Pathology

A stroke is a sudden circulatory disorder in the brain. It must be treated immediately, as the death of brain cells can cause severe consequential damage to the patient.

There are different types of strokes. However, there are two main types:

Cerebral infarction - this is usually caused by a vascular occlusion, which causes an interruption or blockage of blood flow. The vessel occlusion can be caused by vascular calcification or a blood clot. 

Cerebral haemorrhage - in a cerebral haemorrhage, a blood vessel bursts and blood escapes from the bloodstream. Certain areas of the brain are no longer supplied with sufficient blood and oxygen. 

Typical clinical pictures after a stroke are, for example:

  • Difficulty speaking or writing
  • Partial or complete paralysis of one half of the body (hemiplegia)
  • Memory loss
  • Behaviour changes
  • A feeling of severe fatigue

Warning symptoms include:

  • Dizziness and sudden loss of balance
  • Loss of strength and/or sensitivity in one arm, one leg, half of the face or all of one side of the body
  • Sudden difficulty finding or expressing words (incomprehensible sentences or words)
  • Sudden loss of vision in one eye or visual field

Rehabilitation after treatment

Strokes require long-term therapy. The aim of the therapy is the return to everyday life and that the patient finds their way back to an independent life. During rehabilitation, various therapies are carried out.

Physiotherapy rehabilitation

  • Stimulate joint and muscle function
  • Promote correct muscle tone to enable better motor function
  • Promote early standing and walking
  • Promote lower limb loading
  • Work on balance and coordination
  • Work on gait and movement activities

Adapted physical activity rehabilitation

  • Optimal stimulation and exercise of impaired limbs or body side using fitness equipment and/or appropriate sports activities
  • Improve physical condition to combat post-stroke fatigue

Occupational therapy rehabilitation

  • Regain optimal independence in daily life activities: washing, dressing, cooking and shopping as well as administrative and financial tasks
  • Teach safe techniques for bed, toilet and car transfers
  • Recover reduced or lost sensitivity
  • Stimulate injured upper limb motor skills and integrate these in bi-manual activities
  • Restore functional hand movement: dexterity work, finger dissociation, precision, skill, strength and writing
  • Develop an upper limb positioning orthosis
  • Improve balance (Wii Balance Board)
  • Evaluate and set up all necessary equipment and home assistance to ensure a successful return-home transition

Neuropsychological rehabilitation

Neuropsychology makes use of preserved abilities in order to rehabilitate and/or compensate for impaired cognitive skills.

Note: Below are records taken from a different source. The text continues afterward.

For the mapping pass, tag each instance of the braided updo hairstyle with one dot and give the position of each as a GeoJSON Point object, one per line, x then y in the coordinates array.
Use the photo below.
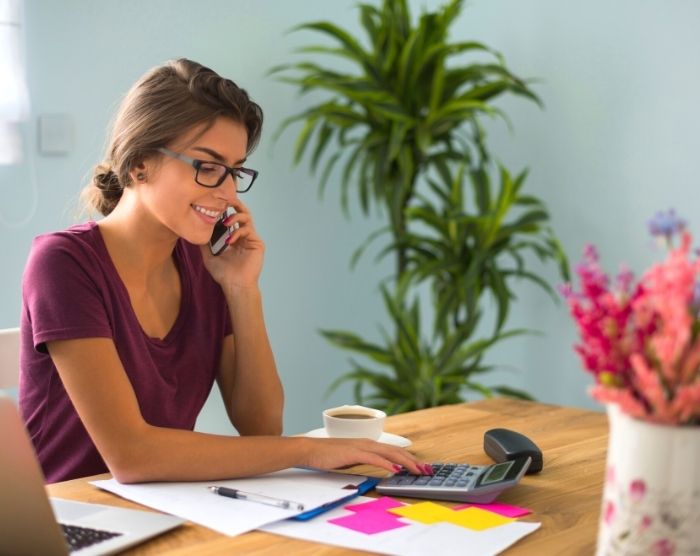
{"type": "Point", "coordinates": [165, 103]}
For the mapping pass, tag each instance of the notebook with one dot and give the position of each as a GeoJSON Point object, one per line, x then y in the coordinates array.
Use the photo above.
{"type": "Point", "coordinates": [31, 523]}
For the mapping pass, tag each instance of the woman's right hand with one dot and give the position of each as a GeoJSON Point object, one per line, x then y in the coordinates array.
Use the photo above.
{"type": "Point", "coordinates": [336, 453]}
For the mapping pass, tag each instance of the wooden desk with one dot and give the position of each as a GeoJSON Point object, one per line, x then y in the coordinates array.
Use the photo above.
{"type": "Point", "coordinates": [565, 496]}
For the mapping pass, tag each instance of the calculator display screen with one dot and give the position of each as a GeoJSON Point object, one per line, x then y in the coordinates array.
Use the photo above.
{"type": "Point", "coordinates": [496, 473]}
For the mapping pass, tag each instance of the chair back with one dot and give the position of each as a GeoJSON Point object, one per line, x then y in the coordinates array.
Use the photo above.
{"type": "Point", "coordinates": [9, 358]}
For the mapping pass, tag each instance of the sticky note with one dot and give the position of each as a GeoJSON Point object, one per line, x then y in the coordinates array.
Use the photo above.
{"type": "Point", "coordinates": [505, 510]}
{"type": "Point", "coordinates": [424, 512]}
{"type": "Point", "coordinates": [369, 522]}
{"type": "Point", "coordinates": [478, 519]}
{"type": "Point", "coordinates": [383, 503]}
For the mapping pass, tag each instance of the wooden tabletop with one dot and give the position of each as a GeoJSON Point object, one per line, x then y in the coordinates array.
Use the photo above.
{"type": "Point", "coordinates": [564, 497]}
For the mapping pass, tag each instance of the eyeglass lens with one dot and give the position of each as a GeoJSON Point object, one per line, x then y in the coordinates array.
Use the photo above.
{"type": "Point", "coordinates": [212, 174]}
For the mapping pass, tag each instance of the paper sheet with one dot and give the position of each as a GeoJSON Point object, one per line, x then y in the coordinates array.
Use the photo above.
{"type": "Point", "coordinates": [414, 540]}
{"type": "Point", "coordinates": [193, 500]}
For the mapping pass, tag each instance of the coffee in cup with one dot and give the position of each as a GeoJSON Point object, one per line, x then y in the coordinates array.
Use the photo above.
{"type": "Point", "coordinates": [354, 421]}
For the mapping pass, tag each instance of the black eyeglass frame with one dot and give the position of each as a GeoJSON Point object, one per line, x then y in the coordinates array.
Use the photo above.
{"type": "Point", "coordinates": [197, 164]}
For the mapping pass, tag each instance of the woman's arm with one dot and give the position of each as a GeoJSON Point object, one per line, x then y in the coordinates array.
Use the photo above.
{"type": "Point", "coordinates": [248, 379]}
{"type": "Point", "coordinates": [135, 451]}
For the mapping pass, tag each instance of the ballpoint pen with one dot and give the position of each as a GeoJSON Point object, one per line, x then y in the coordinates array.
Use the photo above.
{"type": "Point", "coordinates": [252, 497]}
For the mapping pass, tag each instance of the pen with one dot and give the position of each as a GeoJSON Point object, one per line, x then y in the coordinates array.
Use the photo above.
{"type": "Point", "coordinates": [261, 498]}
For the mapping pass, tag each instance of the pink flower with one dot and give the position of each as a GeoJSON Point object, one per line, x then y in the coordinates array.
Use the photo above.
{"type": "Point", "coordinates": [663, 547]}
{"type": "Point", "coordinates": [641, 341]}
{"type": "Point", "coordinates": [638, 489]}
{"type": "Point", "coordinates": [609, 512]}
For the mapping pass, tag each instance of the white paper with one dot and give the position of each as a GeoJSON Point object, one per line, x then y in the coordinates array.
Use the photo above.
{"type": "Point", "coordinates": [193, 500]}
{"type": "Point", "coordinates": [417, 539]}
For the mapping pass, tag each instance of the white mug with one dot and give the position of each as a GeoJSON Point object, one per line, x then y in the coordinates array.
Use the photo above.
{"type": "Point", "coordinates": [354, 421]}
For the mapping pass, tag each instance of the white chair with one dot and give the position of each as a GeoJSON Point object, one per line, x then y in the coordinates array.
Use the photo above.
{"type": "Point", "coordinates": [9, 358]}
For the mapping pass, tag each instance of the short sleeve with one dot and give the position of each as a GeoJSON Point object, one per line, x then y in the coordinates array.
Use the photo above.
{"type": "Point", "coordinates": [61, 291]}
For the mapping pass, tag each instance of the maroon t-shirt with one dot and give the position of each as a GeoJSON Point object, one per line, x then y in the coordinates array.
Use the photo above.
{"type": "Point", "coordinates": [70, 290]}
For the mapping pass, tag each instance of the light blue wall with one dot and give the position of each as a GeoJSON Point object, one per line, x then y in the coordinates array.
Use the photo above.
{"type": "Point", "coordinates": [617, 141]}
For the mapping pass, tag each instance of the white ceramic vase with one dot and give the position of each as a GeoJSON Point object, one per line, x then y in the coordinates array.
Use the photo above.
{"type": "Point", "coordinates": [651, 499]}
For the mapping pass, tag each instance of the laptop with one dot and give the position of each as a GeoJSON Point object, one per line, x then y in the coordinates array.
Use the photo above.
{"type": "Point", "coordinates": [31, 523]}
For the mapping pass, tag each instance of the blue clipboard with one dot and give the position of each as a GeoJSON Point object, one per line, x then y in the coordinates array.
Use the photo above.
{"type": "Point", "coordinates": [364, 487]}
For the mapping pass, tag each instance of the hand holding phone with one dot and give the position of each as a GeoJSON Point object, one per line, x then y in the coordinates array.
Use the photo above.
{"type": "Point", "coordinates": [221, 233]}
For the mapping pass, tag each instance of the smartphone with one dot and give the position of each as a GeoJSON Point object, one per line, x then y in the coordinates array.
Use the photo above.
{"type": "Point", "coordinates": [217, 242]}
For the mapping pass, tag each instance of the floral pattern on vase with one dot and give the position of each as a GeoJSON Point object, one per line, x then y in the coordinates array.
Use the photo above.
{"type": "Point", "coordinates": [651, 500]}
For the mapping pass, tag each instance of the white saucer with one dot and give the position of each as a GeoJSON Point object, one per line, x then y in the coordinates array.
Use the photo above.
{"type": "Point", "coordinates": [385, 438]}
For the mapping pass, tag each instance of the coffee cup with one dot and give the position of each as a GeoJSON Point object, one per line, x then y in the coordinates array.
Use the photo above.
{"type": "Point", "coordinates": [354, 421]}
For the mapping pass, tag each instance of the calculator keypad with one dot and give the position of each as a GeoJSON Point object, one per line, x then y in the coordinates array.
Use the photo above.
{"type": "Point", "coordinates": [449, 475]}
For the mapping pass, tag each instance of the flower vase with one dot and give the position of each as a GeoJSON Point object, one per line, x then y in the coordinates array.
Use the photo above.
{"type": "Point", "coordinates": [651, 499]}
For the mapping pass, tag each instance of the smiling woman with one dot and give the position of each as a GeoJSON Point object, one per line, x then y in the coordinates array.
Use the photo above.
{"type": "Point", "coordinates": [127, 322]}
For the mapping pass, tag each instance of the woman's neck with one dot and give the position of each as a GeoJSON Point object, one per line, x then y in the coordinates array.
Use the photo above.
{"type": "Point", "coordinates": [139, 245]}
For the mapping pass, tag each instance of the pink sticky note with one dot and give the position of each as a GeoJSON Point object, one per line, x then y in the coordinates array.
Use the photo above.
{"type": "Point", "coordinates": [369, 522]}
{"type": "Point", "coordinates": [383, 503]}
{"type": "Point", "coordinates": [505, 510]}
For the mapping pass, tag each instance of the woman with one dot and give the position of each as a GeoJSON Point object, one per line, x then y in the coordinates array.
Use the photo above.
{"type": "Point", "coordinates": [127, 322]}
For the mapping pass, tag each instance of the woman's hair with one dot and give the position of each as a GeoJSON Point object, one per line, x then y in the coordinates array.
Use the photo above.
{"type": "Point", "coordinates": [165, 103]}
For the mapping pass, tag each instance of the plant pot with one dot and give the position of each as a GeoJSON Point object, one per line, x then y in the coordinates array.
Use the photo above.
{"type": "Point", "coordinates": [651, 499]}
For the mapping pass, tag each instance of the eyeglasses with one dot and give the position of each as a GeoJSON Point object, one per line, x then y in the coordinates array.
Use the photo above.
{"type": "Point", "coordinates": [213, 174]}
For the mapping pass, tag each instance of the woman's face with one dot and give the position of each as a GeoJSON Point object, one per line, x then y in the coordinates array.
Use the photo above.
{"type": "Point", "coordinates": [170, 192]}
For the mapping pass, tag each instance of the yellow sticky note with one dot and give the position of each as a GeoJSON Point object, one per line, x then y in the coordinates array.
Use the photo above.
{"type": "Point", "coordinates": [477, 519]}
{"type": "Point", "coordinates": [425, 512]}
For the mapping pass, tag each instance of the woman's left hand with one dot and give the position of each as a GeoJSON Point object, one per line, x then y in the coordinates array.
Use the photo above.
{"type": "Point", "coordinates": [240, 264]}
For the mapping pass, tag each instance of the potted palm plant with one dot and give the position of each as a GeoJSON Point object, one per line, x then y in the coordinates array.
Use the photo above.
{"type": "Point", "coordinates": [404, 132]}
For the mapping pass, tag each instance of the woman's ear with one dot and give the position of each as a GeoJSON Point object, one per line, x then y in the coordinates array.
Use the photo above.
{"type": "Point", "coordinates": [138, 172]}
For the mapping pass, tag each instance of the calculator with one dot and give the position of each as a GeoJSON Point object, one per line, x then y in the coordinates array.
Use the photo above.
{"type": "Point", "coordinates": [458, 482]}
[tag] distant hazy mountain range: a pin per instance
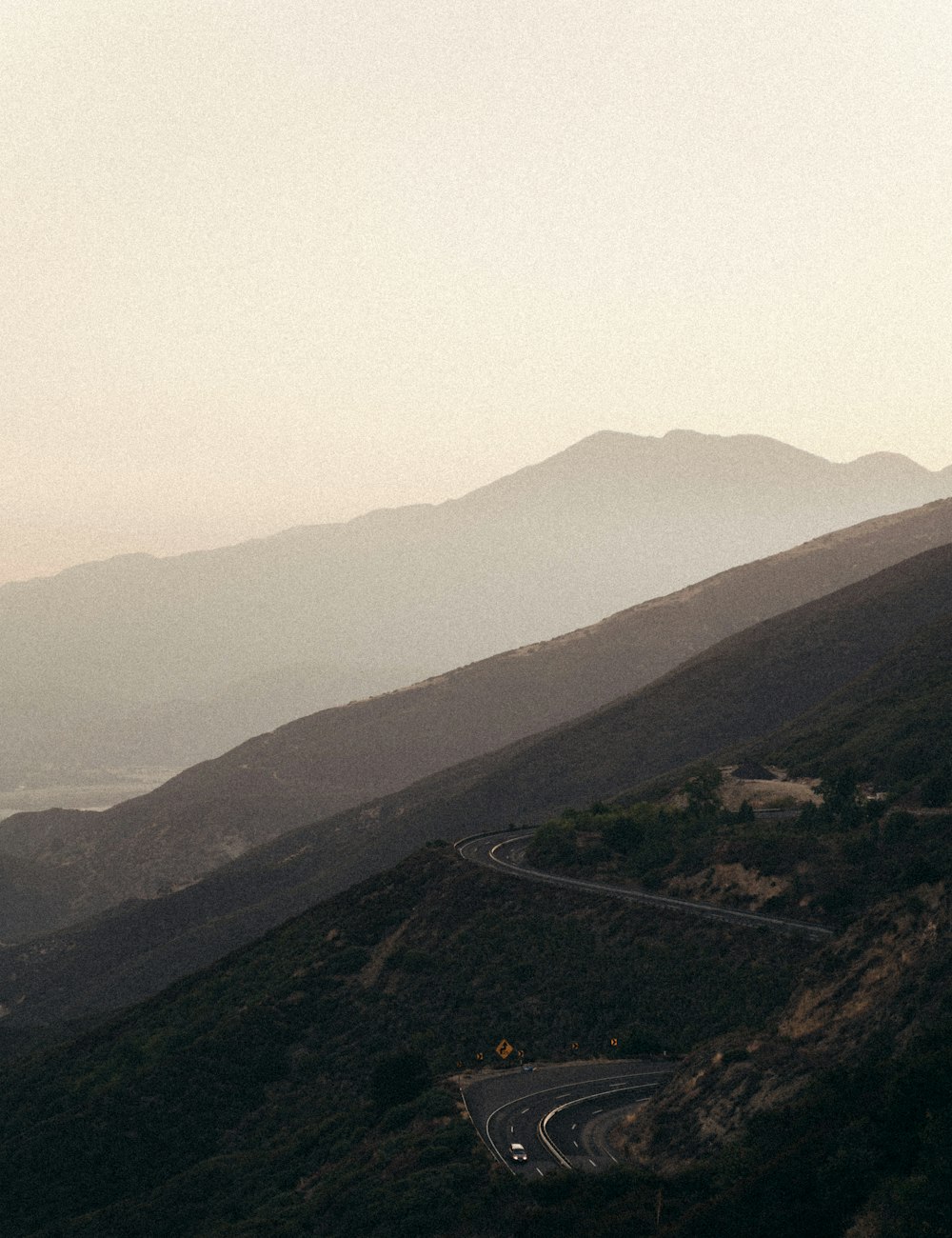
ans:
(743, 688)
(165, 661)
(343, 756)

It focuses on improving:

  • Memory skills
  • Executive functions (i.e., multitasking, planning daily tasks, etc.)
  • Attention disorders (i.e., speed of information processing)
  • Unilateral spatial neglect symptoms

Several approaches are used, such as:

  • Cognitive skill games
  • Specific computer software tools (RehaCom, iGerip, Cogniplus®)
  • Pencil-and-paper exercises
  • Prismatic adaptation
  • Memory notebook implementation

Speech and language therapy rehabilitation

Speech and language therapy focuses on improving speech, voice and swallowing disorders.

Diverse therapeutic activities include:

  • Oral and written expression/comprehension
  • Vocal exercises
  • Articulation exercises
  • Oral and facial motor exercises
  • Therapeutic diets (restoring nutrition, food texture adaptation, techniques to protect airway passage)

Our speech therapists implement alternative communication procedures to help patients improve family/friend interactions. Speech therapy also plays a key role in the recovery of facial paralysis.